Desde los 10 años Argemiro laboró en esta miscelánea en donde le correspondió vivir en improvisada habitación, en la trastienda o deposito, donde tendían dos catres plegadizos como dormitorio. La ropa se mandaba a lavar. Aquel “apartamento” constaba, además, de baño completo y cocineta. El vestuario se guardada en baúles de cedro negro.

Estas condiciones eran suficientes porque consideraban que poseían lo necesario para vivir.

Para Argemiro fue maravilloso este ritmo de vida toda vez que, a la temprana edad de once años quedó huérfano de madre. Al padre no le conoció.

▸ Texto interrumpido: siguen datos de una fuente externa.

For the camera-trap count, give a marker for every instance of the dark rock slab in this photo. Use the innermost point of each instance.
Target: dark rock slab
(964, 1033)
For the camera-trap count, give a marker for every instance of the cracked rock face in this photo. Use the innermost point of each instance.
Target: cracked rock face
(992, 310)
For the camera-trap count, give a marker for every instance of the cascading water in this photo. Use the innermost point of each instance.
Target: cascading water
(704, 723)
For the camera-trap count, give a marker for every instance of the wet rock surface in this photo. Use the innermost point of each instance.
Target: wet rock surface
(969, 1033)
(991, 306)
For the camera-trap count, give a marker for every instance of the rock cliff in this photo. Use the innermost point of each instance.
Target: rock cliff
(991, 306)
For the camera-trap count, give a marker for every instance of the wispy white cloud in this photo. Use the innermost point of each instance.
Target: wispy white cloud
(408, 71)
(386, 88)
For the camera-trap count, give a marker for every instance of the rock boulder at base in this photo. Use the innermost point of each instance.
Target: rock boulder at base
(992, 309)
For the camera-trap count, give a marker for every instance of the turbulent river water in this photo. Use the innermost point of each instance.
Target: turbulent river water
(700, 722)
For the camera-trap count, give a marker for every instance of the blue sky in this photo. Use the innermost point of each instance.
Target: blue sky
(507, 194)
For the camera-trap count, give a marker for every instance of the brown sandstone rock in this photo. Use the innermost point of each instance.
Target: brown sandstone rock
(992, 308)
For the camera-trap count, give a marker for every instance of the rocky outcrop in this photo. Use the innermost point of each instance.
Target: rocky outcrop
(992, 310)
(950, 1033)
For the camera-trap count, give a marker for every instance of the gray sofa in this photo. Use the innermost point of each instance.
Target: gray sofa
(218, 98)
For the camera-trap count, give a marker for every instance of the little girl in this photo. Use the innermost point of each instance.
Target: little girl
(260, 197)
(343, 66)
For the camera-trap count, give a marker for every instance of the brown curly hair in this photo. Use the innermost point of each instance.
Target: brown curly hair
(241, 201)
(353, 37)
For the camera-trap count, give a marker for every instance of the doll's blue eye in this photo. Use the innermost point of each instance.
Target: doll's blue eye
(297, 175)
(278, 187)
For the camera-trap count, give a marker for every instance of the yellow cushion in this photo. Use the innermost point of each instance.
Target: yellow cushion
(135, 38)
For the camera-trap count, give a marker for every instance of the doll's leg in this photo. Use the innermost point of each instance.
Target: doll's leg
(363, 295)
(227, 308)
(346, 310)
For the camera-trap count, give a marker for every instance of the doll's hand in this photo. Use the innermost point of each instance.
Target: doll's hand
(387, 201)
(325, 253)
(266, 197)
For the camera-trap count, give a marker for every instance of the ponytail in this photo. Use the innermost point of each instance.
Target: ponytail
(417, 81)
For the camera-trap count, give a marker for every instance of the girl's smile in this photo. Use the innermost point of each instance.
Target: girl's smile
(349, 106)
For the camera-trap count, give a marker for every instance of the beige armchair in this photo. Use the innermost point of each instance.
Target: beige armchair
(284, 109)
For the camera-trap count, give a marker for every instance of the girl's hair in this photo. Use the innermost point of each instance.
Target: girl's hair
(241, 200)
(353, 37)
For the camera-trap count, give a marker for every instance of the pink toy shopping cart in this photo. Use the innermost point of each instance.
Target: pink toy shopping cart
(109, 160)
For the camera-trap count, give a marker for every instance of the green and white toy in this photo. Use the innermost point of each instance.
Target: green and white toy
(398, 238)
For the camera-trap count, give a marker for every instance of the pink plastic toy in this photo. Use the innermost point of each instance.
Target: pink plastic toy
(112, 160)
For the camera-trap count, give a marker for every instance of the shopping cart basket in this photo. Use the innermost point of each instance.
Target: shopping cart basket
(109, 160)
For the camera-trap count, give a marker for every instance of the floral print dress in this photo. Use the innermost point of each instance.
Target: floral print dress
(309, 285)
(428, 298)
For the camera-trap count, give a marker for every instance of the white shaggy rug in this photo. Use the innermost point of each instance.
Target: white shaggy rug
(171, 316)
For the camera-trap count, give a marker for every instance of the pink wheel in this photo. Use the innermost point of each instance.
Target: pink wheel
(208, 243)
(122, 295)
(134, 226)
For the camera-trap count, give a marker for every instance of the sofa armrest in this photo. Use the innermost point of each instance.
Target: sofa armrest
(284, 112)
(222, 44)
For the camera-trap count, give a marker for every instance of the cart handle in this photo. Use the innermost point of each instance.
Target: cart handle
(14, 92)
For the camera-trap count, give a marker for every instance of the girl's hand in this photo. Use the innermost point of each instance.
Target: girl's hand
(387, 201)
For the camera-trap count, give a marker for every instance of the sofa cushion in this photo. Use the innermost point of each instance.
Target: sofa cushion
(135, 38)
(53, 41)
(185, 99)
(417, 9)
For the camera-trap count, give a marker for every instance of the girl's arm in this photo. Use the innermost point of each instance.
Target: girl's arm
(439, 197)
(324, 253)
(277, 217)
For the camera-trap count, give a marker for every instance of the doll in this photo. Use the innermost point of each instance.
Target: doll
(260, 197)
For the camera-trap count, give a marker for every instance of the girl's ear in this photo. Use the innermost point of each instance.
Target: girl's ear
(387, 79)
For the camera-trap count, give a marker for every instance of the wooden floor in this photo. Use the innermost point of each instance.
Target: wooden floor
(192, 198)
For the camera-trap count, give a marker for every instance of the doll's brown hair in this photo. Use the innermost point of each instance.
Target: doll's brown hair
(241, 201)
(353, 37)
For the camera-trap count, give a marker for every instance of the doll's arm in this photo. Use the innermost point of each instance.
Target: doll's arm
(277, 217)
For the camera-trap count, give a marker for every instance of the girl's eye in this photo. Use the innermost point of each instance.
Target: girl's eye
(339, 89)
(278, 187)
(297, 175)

Luciano su tío materno, fue todo en uno para Argemiro: hizo de padre putativo, compañero, amigo y familia.

Argemiro no pudo hacer cosa distinta que repartir su tiempo en ir de puerto nuevo al Rufino, atender la tienda y hacer tareas del colegio en las noches.

Los juegos, las charlas con los amigos, el deporte y la diversión quedaron relegados para el futuro incierto.

Una adolescencia especial tuvo el rufinista que, por fortuna, terminó sus seis años secundarios sin repetir alguno, aunque validó materias todos los años.

La tienda quebró por exceso de confianza en la honorabilidad y cumplimiento en el pago de los fiados entregados a la clientela y se cerró cuando el ayudante del viejo Luciano cursaba sexto de bachillerato.

Entonces, el alumno rufinista tuvo que emplearse como ayudante de Juancho, el fontanero, y terminó haciéndose fuerte en arreglar canales y goteras en techos, destapar cañerías en salones de belleza, y lo relacionado con reparaciones de sanitarios, lavaplatos y lavaderos en varias viviendas de Armenia. Confiesa Argemiro que en estos oficios perdió lo poco que tenía de soberbio.

Luego, en junio de 1971, el bachiller rufinista ingresó a una gran empresa comercializadora en donde laboró 32 años, hizo meritoria trayectoria laboral, conoció a su esposa entre las empleadas, y logró la anhelada pensión.

El actor de este relato agradece a su anterior empresa las experiencias vividas, la formación de una nueva mentalidad, espiritualidad y personalidad, y llegar a comprender que todo lo que sucede se debe aceptar, valorar y superar.

Reconocimiento especial, expresa Argemiro, para la tienda Puerto nuevo de don Luciano y el colegio Rufino J. Cuervo de Armenia, recintos donde fundamentó su responsabilidad.

Argemiro nunca dejó de ser tendero. Anheló ser maestro, pomposamente se dice ahora, docente. Incluso, para tal fin, cursó varios semestres de Bioquímica en la Universidad del Quindío.

Por eso entiende que lo mejor, en la vida, siempre es lo que sucede.